August 31, 2015

Broad Ripple Resident Pitches A Rewrite Of A City Park's Name


Dan Wakefield - Photo credit: Sky Blue Window

Dan Wakefield

Photo credit: Sky Blue Window

INDIANAPOLIS – Dan Wakefield’s stories have always featured bits of his Hoosier upbringing sprinkled within them. Now the park he played in as a kid may soon bear his name.

Broad Ripple resident Patrick Chastain is leading the charge to rename Broadway and 61st Park after the Indianapolis author, and has started a petition drive on change.org. He said the park’s generic name creates an opportunity to honor one of Indiana’s most renowned writers.

“He grew up a couple blocks from the park. He went to School 80 a couple blocks from the park. He’s from Broad Ripple and I couldn’t think of a better person to name the park after,” Chastain said.

Chastain said the idea came to him while reading Wakefield’s book Going All the Way.
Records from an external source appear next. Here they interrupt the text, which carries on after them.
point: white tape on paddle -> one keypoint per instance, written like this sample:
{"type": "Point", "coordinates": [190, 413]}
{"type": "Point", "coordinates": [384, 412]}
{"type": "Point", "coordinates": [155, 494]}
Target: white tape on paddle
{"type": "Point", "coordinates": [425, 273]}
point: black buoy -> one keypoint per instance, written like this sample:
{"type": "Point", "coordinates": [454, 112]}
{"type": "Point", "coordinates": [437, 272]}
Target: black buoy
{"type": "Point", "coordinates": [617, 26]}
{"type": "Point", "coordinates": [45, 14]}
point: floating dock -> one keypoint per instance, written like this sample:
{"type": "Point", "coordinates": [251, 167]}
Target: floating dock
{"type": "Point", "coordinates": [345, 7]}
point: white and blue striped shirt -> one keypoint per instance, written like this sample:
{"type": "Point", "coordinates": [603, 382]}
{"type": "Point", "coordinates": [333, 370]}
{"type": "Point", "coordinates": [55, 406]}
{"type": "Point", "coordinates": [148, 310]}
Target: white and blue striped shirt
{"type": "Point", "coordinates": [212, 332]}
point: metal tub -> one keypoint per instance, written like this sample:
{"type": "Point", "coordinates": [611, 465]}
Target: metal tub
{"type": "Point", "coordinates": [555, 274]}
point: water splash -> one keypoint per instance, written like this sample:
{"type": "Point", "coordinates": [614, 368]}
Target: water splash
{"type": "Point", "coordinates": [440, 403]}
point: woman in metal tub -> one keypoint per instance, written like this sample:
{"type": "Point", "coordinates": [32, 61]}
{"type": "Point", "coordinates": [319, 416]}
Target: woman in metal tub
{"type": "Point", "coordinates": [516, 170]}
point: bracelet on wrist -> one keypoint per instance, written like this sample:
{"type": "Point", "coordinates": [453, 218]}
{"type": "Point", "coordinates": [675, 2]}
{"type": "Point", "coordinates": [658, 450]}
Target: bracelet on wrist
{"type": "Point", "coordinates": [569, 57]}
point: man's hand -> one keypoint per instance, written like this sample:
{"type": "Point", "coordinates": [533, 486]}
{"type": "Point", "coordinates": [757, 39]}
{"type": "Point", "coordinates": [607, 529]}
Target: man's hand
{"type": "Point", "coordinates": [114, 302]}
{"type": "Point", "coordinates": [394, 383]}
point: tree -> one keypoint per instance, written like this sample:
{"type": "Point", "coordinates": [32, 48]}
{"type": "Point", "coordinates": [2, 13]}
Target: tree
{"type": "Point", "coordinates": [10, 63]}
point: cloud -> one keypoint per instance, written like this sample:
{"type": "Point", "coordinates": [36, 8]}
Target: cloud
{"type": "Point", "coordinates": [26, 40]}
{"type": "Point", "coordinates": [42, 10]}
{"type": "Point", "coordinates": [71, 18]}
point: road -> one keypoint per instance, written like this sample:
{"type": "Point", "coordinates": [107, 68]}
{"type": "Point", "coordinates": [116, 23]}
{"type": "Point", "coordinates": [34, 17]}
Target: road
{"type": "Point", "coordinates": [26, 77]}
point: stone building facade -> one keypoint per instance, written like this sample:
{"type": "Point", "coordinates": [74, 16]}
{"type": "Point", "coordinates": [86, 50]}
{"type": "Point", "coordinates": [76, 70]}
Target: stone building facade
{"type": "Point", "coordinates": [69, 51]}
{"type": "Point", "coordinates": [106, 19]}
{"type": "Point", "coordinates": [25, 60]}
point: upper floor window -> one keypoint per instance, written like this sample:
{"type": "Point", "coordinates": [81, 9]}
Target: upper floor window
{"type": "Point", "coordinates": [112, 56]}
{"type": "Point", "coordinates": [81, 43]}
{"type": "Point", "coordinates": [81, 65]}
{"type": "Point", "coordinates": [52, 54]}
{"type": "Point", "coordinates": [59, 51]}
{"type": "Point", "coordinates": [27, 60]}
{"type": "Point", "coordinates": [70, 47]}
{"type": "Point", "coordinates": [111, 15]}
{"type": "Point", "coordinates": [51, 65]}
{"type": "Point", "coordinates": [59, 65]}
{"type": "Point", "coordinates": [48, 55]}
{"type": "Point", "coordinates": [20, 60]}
The novel features a scene set in the same park where Wakefield attended Boy Scout meetings and played as a child – the park at Broadway and 61st.

Wakefield said he’s flattered by the idea.

“He knows me through my books, so that makes it all the nicer,” Wakefield said. “It would be a great honor and it would certainly be the greatest honor I’ve ever had.”

The idea has drawn support from former Sen. Richard Lugar and literary supporters such as Barbara Shoup, the executive director of the Indiana Writers Center. She said the city needs to display more prominent support of its writers.

“You can go to the ballet and watch people dancing,” Shoup said. “You can go to the symphony and watch people playing their instruments and listen to them and think ‘Oh, how wonderful it is,’ but you can’t watch writers write. I’d like to see it – if nothing else – as a nod to literature.”

The parks board has not determined whether it will hear the proposal at its September 24th meeting.

Chastain said he hopes the ruling comes quickly and allows one of his idols to be immortalized while he is still able to enjoy the honor.

“People ask me ‘why should we name it after Dan while he’s still alive? Shouldn’t we wait until after he’s gone?’ It just makes no sense to me,” Chastain said. “Why would you not honor someone you care about while he or she is still alive to see it?”